I have to admit I wasn’t overly interested in the Owen/Cristina storyline this time. Can’t actually say why, I just wasn’t. But I actually liked to see Cristina being Cristina. With Bailey and all. Hardcore like she always has been. I also really liked Arizona and how much she cared for her patient and even crossing the line with asking Callie for the 3D MRI. But Callie let her cross the line so that’s ok. They are such a beautiful couple. And Arizona cares so much about her, it’s just really adorable.
Lexie was doing a great job with the backpacker girl and she was really cute when she talked to Callie about Mark. “On a scale from 1 to gay?” *g* Mark, Lexie and Callie provided some of the needed comic relief. Like when Mark asked what George had to have women fall in love with him. So typical Mark. But he was so sweet to Lexie in that scene too. And it was also great comic relief when Derek he told Mark about being the next chief. I have to admit even I believed Derek for a moment and was confused, because I thought I had missed something :-)

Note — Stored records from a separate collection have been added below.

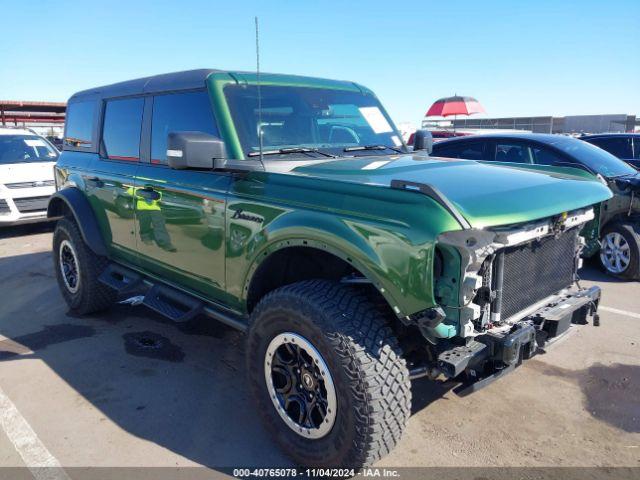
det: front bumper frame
[438,286,601,395]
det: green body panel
[294,154,611,228]
[57,72,611,326]
[131,164,231,301]
[227,173,460,315]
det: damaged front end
[415,208,600,390]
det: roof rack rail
[391,180,471,230]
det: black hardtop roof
[578,132,640,139]
[434,132,574,147]
[69,68,221,103]
[69,68,363,103]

The way the post-it-wedding was brought up a couple of times felt forced to me as well. I actually was and still am totally ok with the post-it. I know a lot of fans weren’t and those voiced their opinions loudly over the summer. But having it adressed in this episode again and again to me seemed like the writers felt the need to justify their decision to come up with the post-it-wedding in the first place. So that’s another thing that felt weird to me. But I have to admit I DID love it when the post-it came up in the scene with Arizona, Derek and Alex. Yes, he is McDreamy but he also is a guy and of course he had to brag about the married sex *g*
There were just a couple of MerDer scenes, but I actually liked those. Even though Meredith still kept parts of her feelings (her grief) to herself, at least she didn’t run and still wanted Derek to be around her. And he was there for her in the end, when she finally broke down. And they had lots and lots of sex in between, which is nothing new for those two. I have to admit I actually have a hard time believing, that they didn’t have sex on the kitchen counter before. For most of season 4 having sex was all their relationship was abou…

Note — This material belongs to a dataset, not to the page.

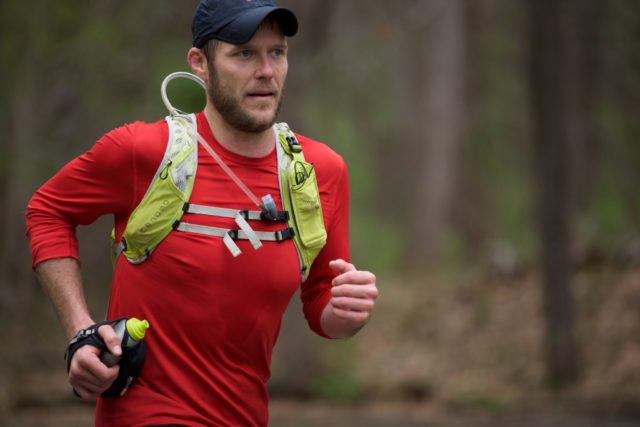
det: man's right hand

In these first two episodes they actually did a very good job of hiding Stella Luna :-). Yes, I admit I paid special attention to Ellen’s baby bump when I watched the episodes a second time. I think I got a glimpse of Stella Luna (I could say that name again and again, it just has such a pretty sound) in the scene with Izzie, Cristina and Mer eating icecream and talking about sex. I so loved Meredith’s “Why would Derek withhold sex?!?!” Good question! LOL
And I can’t say often enough how much I love Alex. He is such a dark & twisty person and had to live through so much already and it just broke me heart to see how he wanted to protect Izzie and to hear him talk about his fears at the end in the trailer. I have to admit I’m not sure that this marriage will actually survive. Yes, he loves Izzie and she probably really loves him as well, but they got married so spontaneously and they have to deal with so much stuff and I’m not sure they will be able to do that without hurting each other. It would make me really sad to see Alex having his heart broken again (I don’t really care much about Izzie anymore, but Alex… *sigh*)
Last but not least I loved the way the episode started and ended, which was true Grey’s style. Perfect music and perfect voiceovers and I always love it when the cast shares a voiceover in episodes like these, when it’s about all of them.